In Lettland gab es Ende der 90er Jahre ein Gesetz, nach dem die alten Gemeinden (pagasts) abgeschafft und durch größere Kreise (novads) ersetzt werden sollten. Geplant war anfangs eine Freiwliigkeit bis 2003, wovon eine Reihe von Gemeinden auch Gebrauch gemacht haben. So entstanden zügig die Kreise Kandava in Kurland und Salacgrīva in Livland, Schritte, die auch vor Ort durchaus als Erfolg gesehen wurden.
Eine endgültige neue Karte trat zu den Kommunalwahlen im Juni 2009 in Kraft. Und gegen die regt sich nun mancherorts Widerspruch.
Zunächst gab es Krach an der kurländischen Küste der Rigaer Bucht. Die Orte Mērsrags und das größere Roja vetragen sich nicht. Dieser Streit veranlaßte das Regionalministerium, einen Inspektor aufs Land zu schicken. Dabei wurde festgestellt, daß beide Orte ihre Schulen und Kindergärten haben, zu denen die Schüler aus der Umgebung mit dem Bus gebracht werden. Auch die medizinische Versorgung ist gewährleistet. Allerdings gab es in Mērsrags Gerüchte über eine bevorstehende Schließung der Mittelschule und des Kindergartens.
Interessant ist, daß einige Journalisten von Bürgern von Mērsrags zufriedene Stimmen hörten, auch das kulturelle Leben und die sozialen Versorgung habe sich seit der Vereinigung sogar verbessert. Dem lettischen Radio hingegen klagten andere, die Gehälter seien drastisch gekürzt worden.
Wesentlicher Stein des Anstoßes waren jedoch unprofessionelle Entscheidungen bezüglich der Fischfanglizenzen, bei denen Mērsrags eindeutig zu kurz gekommen war. Dieses Problem wurde inzwischen zur Zufriedenheit der Fischer in Mērsrags behoben. Trotzdem hatte im Februar das Parlament über den Wunsch des Ortes zu entscheiden, sich von Roja zu trennen. Obwohl die Entscheidung positiv ausfiel, ist ein neuerlich selbstständiges Mērsrags aber erst zu den turnusgemäßen Kommunalwahlen 2013 realisierbar.

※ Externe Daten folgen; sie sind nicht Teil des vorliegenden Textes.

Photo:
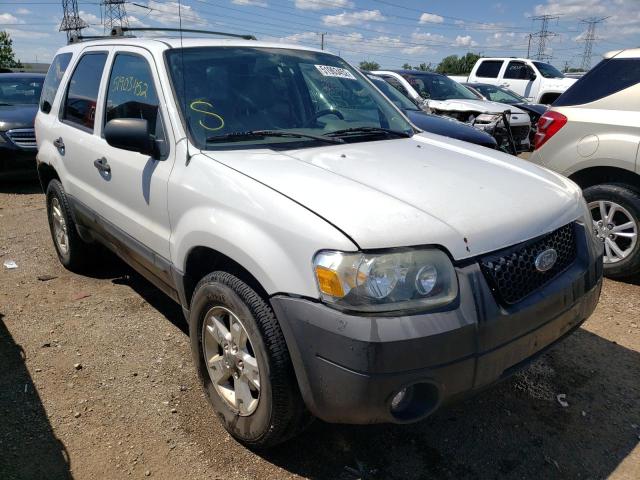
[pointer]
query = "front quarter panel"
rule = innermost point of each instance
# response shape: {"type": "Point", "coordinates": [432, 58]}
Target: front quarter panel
{"type": "Point", "coordinates": [274, 238]}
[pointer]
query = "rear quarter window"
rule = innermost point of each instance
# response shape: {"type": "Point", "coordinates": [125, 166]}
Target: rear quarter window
{"type": "Point", "coordinates": [53, 79]}
{"type": "Point", "coordinates": [606, 78]}
{"type": "Point", "coordinates": [489, 69]}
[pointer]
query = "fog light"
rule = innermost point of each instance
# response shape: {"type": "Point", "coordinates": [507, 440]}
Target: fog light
{"type": "Point", "coordinates": [397, 400]}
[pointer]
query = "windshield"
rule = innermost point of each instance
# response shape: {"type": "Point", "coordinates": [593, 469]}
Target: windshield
{"type": "Point", "coordinates": [437, 87]}
{"type": "Point", "coordinates": [393, 94]}
{"type": "Point", "coordinates": [20, 90]}
{"type": "Point", "coordinates": [548, 71]}
{"type": "Point", "coordinates": [228, 92]}
{"type": "Point", "coordinates": [498, 94]}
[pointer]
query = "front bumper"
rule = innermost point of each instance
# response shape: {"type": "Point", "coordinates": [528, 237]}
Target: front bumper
{"type": "Point", "coordinates": [350, 367]}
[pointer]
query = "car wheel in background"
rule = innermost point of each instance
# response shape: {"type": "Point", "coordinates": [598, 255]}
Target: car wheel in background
{"type": "Point", "coordinates": [243, 362]}
{"type": "Point", "coordinates": [73, 252]}
{"type": "Point", "coordinates": [615, 210]}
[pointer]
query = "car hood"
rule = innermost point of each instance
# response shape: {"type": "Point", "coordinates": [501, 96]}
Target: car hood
{"type": "Point", "coordinates": [464, 105]}
{"type": "Point", "coordinates": [17, 116]}
{"type": "Point", "coordinates": [417, 191]}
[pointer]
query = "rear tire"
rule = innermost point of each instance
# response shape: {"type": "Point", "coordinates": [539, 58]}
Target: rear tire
{"type": "Point", "coordinates": [73, 252]}
{"type": "Point", "coordinates": [622, 241]}
{"type": "Point", "coordinates": [258, 413]}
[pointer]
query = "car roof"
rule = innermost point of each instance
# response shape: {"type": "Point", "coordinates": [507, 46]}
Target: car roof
{"type": "Point", "coordinates": [626, 53]}
{"type": "Point", "coordinates": [170, 42]}
{"type": "Point", "coordinates": [21, 75]}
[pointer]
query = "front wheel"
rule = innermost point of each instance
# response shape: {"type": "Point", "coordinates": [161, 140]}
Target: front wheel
{"type": "Point", "coordinates": [243, 362]}
{"type": "Point", "coordinates": [615, 211]}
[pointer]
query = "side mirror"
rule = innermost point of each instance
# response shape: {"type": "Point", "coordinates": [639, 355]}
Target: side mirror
{"type": "Point", "coordinates": [131, 134]}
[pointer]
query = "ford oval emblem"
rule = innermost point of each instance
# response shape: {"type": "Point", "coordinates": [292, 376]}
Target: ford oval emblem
{"type": "Point", "coordinates": [546, 260]}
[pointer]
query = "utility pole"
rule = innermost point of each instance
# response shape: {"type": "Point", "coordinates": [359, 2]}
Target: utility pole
{"type": "Point", "coordinates": [589, 39]}
{"type": "Point", "coordinates": [71, 21]}
{"type": "Point", "coordinates": [115, 15]}
{"type": "Point", "coordinates": [542, 35]}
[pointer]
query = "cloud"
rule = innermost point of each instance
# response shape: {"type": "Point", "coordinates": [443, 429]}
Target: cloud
{"type": "Point", "coordinates": [166, 13]}
{"type": "Point", "coordinates": [431, 18]}
{"type": "Point", "coordinates": [10, 19]}
{"type": "Point", "coordinates": [256, 3]}
{"type": "Point", "coordinates": [464, 41]}
{"type": "Point", "coordinates": [322, 4]}
{"type": "Point", "coordinates": [343, 19]}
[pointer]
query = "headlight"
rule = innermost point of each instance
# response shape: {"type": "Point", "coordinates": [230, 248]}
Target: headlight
{"type": "Point", "coordinates": [386, 282]}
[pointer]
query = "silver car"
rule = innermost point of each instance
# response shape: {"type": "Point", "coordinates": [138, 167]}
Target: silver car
{"type": "Point", "coordinates": [592, 135]}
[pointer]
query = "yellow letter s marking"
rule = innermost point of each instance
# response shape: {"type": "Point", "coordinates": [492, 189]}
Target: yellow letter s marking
{"type": "Point", "coordinates": [193, 106]}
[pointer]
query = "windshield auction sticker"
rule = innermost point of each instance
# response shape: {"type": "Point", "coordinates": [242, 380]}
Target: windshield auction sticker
{"type": "Point", "coordinates": [328, 71]}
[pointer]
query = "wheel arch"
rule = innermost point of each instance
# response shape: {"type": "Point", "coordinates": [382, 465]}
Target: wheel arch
{"type": "Point", "coordinates": [46, 173]}
{"type": "Point", "coordinates": [605, 174]}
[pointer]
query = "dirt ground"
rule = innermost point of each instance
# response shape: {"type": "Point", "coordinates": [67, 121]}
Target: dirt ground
{"type": "Point", "coordinates": [96, 381]}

Für diesen Entschluß stimmten die Neue Zeit und die Union aus Grünen und Bauern, deren Unterstützung gerade auf dem Land groß ist. Diese Partei äußerte die Ansicht, es mache keinen Sinn, Orte auf Gedeih und Verderb zum zusammenleben zu zwingen, wenn dies vor Orts niemand wolle. Die Volkspartei lehnte die Trennung ab. Ihr Regionalminister, Edgars Zalāns, befürchtet, das Beispiel könne Schule machen. Er hält den Streit für politisch motiviert. Massenweise Anträge auf eine revidierung der Reform halten andere Politiker wiederum für unwahrscheinlich und sind der Ansicht, daß die Reform zehn Korrekturen verkraften könne.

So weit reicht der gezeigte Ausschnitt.